After the function is executed we can see that the plugh name is not defined.

>>> plugh
Traceback (most recent call last):
  File "<stdin>", line 1, in <module>
NameError: name 'plugh' is not defined

This is because when the function is finished executing its frame is removed from the call stack along with any locally defined variables. By itself our callback can't remember anything.

Stateful Callbacks

Alright, so we know what callbacks are, we know what state is. How can we combine the two to make a callback that retains its state? As we saw above we can't rely on any state that we define inside our callback. The trick to making a stateful callback is to rely on names bound to an external scope.

To motivate creating a stateful callback let's say that we still want to sort users like we did above, only now we have 1 Million users. It's going to take a while to sort those users, so it would be nice to have a progress report so we know something is still happening, maybe once per 10,000 users.

Using Functions

To use names bound to an external scope with a plain ol' function as our callback we'll need to take advantage of closures (which could be an entirely separate post). Here's a function that allows us to use our original by_age and by_name sorters while still giving us progress.

def sort_reporter(func):
    state = dict(count=0)  # We can't just call this 'count'...

    def _sort_reporter(user):
        state['count'] += 1  # Because we'd get an UnboundLocalError here.
        if state['count'] % 10000 == 0:
            print("Sorted {count} users.".format(count=state['count']))
        return func(user)

    return _sort_reporter

We can use it like so.

>>> sorted_users = sorted(users, key=sort_reporter(by_name))
Sorted 10000 users.
Sorted 20000 users.
# Lots more of this...

How does it work? The key is the state dictionary. It lets us keep a mutable reference to a name defined outside the scope of the actual reporter function, _sort_reporter. As the sorted built-in is processing our users each new call to _sort_reporter still gets to refer to the original state.

Note: We could avoid having a state dictionary by using Python 3's nonlocal keyword, but then I'd miss an opportunity in the bonus section.

Using Classes

If the functional approach doesn't suit you we can also tackle this problem from an object-oriented angle. Python lets classes define a __call__ method which makes them callable. This isn't strictly necessary for an OOP approach, but when we're making callbacks it's nice to be able to treat our instances as functions.

class SortReporter:
    def __init__(self, func):
        self.func = func
        self.count = 0

    def __call__(self, user):
        self.count += 1
        if self.count % 10000 == 0:
            print("Sorted {count} users.".format(count=self.count))
        return self.func(user)

Just as easy to use as our functional option.

>>> sorted_users = sorted(users, key=SortReporter(by_age))
Sorted 10000 users.
Sorted 20000 users.
# One eternity later...

Conceptually, this works for much the same reason that the functional approach does.
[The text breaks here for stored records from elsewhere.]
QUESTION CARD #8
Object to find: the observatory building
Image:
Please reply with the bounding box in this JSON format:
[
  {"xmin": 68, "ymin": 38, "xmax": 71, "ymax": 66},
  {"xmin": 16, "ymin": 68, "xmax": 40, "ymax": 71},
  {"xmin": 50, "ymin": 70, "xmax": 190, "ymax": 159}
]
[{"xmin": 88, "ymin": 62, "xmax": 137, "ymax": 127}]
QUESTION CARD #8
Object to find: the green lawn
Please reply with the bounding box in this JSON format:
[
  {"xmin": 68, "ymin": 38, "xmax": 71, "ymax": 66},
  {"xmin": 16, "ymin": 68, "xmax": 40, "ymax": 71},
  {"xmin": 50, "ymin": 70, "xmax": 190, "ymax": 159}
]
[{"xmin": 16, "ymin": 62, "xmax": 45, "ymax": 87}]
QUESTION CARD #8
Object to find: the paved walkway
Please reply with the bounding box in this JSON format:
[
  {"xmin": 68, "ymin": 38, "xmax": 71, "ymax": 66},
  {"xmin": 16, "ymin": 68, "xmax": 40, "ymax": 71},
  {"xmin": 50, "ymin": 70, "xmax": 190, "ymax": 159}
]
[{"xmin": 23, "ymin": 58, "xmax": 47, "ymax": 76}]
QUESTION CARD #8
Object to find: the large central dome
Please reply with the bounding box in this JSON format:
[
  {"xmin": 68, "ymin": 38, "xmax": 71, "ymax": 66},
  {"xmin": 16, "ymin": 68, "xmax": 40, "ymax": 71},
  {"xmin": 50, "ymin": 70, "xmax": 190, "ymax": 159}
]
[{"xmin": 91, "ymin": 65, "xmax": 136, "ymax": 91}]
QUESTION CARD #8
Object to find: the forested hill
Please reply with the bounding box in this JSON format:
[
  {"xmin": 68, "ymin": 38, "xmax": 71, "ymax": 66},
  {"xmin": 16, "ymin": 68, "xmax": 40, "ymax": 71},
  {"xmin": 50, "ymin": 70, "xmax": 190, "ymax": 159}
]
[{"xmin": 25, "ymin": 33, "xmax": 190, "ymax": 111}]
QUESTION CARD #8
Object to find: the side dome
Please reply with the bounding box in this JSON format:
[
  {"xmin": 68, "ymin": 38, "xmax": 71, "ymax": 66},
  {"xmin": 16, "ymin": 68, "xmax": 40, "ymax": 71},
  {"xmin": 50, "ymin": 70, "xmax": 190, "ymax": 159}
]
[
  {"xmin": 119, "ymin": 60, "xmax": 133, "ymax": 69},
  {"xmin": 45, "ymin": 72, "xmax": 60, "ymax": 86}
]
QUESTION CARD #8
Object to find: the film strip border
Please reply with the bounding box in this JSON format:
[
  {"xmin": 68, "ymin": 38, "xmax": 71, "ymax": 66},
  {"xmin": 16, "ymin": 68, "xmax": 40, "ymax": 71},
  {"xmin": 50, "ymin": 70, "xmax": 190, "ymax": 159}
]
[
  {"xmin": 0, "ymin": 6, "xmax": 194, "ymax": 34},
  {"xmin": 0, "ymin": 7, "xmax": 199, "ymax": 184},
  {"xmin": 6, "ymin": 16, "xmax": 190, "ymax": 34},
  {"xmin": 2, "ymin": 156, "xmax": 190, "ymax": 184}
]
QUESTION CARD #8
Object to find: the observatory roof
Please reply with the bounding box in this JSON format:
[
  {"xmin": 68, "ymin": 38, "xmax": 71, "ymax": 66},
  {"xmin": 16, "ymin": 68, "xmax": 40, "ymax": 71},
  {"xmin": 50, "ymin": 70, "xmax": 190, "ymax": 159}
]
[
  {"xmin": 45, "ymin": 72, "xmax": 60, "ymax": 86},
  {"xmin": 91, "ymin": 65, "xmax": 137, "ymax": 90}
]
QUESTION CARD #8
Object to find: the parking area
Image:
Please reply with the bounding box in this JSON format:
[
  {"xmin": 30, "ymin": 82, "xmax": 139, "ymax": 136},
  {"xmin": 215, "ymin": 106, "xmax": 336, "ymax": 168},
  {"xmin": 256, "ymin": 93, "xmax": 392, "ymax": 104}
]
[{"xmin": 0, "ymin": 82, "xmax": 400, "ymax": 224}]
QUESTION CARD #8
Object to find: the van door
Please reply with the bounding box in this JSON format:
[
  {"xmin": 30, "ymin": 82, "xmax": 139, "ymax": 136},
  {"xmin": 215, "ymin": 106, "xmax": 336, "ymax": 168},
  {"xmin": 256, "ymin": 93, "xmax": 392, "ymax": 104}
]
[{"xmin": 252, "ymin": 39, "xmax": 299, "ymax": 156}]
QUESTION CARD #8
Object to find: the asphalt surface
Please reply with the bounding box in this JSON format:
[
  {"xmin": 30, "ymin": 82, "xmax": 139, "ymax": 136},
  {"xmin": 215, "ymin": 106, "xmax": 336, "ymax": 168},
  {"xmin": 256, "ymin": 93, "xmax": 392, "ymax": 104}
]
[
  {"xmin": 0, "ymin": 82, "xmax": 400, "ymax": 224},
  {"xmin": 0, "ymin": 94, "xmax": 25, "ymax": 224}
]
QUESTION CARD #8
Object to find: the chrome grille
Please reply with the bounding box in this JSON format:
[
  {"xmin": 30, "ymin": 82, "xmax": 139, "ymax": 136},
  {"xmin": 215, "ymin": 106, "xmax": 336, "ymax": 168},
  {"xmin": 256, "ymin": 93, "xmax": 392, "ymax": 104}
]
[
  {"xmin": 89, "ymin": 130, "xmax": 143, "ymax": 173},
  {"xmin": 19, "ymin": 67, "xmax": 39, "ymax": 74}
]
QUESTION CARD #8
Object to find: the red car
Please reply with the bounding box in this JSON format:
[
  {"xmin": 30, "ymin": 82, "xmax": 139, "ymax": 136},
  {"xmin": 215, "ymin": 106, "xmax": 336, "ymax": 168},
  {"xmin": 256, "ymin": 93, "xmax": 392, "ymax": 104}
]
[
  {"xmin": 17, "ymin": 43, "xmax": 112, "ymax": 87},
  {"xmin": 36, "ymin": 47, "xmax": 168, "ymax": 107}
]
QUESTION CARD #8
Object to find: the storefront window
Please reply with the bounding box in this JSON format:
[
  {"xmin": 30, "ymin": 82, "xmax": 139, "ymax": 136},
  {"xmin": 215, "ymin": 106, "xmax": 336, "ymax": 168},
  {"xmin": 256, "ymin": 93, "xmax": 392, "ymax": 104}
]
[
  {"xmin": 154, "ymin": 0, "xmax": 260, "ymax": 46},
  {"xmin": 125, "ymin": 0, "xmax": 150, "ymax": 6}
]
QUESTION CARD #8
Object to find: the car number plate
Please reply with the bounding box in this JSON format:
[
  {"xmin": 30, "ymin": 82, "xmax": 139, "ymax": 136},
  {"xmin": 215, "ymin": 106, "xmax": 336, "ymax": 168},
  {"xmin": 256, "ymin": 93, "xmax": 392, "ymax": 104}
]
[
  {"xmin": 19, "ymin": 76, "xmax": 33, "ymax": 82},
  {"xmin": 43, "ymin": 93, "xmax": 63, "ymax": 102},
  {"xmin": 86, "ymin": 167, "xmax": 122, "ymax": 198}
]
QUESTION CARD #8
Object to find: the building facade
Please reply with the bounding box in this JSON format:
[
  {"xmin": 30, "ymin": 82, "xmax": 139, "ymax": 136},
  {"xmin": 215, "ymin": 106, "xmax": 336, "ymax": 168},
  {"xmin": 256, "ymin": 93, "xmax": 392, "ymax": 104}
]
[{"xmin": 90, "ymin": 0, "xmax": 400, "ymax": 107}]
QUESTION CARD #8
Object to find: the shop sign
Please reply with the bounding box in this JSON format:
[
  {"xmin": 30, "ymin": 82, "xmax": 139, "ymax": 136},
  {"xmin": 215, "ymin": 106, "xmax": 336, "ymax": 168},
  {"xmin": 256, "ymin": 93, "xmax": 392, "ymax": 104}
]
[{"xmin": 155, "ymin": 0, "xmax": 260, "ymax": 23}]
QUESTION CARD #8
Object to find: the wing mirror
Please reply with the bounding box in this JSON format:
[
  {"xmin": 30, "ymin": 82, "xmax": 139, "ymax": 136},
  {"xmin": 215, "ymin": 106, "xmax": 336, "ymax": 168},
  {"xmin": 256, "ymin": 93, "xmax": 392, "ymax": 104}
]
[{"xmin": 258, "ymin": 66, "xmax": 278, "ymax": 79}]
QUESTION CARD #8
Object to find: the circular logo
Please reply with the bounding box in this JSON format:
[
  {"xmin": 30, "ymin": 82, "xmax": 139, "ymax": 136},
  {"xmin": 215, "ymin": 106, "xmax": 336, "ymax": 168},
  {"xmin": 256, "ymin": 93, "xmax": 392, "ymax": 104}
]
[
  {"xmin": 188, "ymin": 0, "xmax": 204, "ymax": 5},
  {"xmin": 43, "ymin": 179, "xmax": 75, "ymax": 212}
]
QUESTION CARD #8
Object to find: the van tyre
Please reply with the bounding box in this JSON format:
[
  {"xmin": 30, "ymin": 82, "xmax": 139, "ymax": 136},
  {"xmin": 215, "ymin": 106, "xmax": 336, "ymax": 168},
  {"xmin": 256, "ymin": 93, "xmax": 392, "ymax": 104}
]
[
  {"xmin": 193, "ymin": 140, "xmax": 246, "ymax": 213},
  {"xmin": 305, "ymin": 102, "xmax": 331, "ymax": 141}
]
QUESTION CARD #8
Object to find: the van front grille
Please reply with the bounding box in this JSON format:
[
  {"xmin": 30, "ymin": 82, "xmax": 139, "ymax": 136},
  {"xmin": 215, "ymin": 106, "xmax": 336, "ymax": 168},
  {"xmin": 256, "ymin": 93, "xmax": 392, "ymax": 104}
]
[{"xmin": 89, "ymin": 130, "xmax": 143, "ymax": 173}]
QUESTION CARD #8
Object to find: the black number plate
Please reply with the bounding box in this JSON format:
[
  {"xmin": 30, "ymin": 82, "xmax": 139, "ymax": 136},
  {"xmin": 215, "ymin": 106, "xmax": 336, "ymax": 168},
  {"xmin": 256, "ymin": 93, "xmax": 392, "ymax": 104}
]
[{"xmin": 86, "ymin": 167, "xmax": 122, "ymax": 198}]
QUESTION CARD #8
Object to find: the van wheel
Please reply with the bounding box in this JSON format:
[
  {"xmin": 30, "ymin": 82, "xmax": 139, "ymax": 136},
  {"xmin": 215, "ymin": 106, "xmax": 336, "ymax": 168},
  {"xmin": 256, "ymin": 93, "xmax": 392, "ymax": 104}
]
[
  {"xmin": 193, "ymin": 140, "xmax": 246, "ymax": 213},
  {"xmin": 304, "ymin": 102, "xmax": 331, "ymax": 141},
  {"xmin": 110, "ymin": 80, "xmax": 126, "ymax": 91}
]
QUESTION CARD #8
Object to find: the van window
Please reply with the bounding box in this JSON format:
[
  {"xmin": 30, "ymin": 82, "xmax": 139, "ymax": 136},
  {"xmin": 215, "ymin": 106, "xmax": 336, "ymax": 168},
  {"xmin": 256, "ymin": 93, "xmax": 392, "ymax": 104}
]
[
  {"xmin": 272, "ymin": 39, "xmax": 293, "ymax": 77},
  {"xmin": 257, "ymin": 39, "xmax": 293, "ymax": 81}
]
The SortReporter instance and all its associated state lives on because the sorted built-in is carrying around a reference to it and it just pretends to be a plain ol' function whenever sorted needs it to be one.

Which Should I Use?

Neither approach is any more or less valid than the other. For this particular example there isn't much more code or complexity either way. I generally regard functions as being simpler than classes, so I prefer those when possible, but classes also provide good structure for more complex callbacks. Try them both!

Bonus

As homework a bonus, try instantiating a SortReporter and examining its __dict__ attribute. Meditate on what you find there and how it relates to the state dictionary in the functional approach.

If you get really bold and want to try for extra credit assign the return value of the sort_reporter function to some variable and examine its __closure__ attribute. This may help you explain why the state dictionary doesn't disappear after the sort_reporter function is called.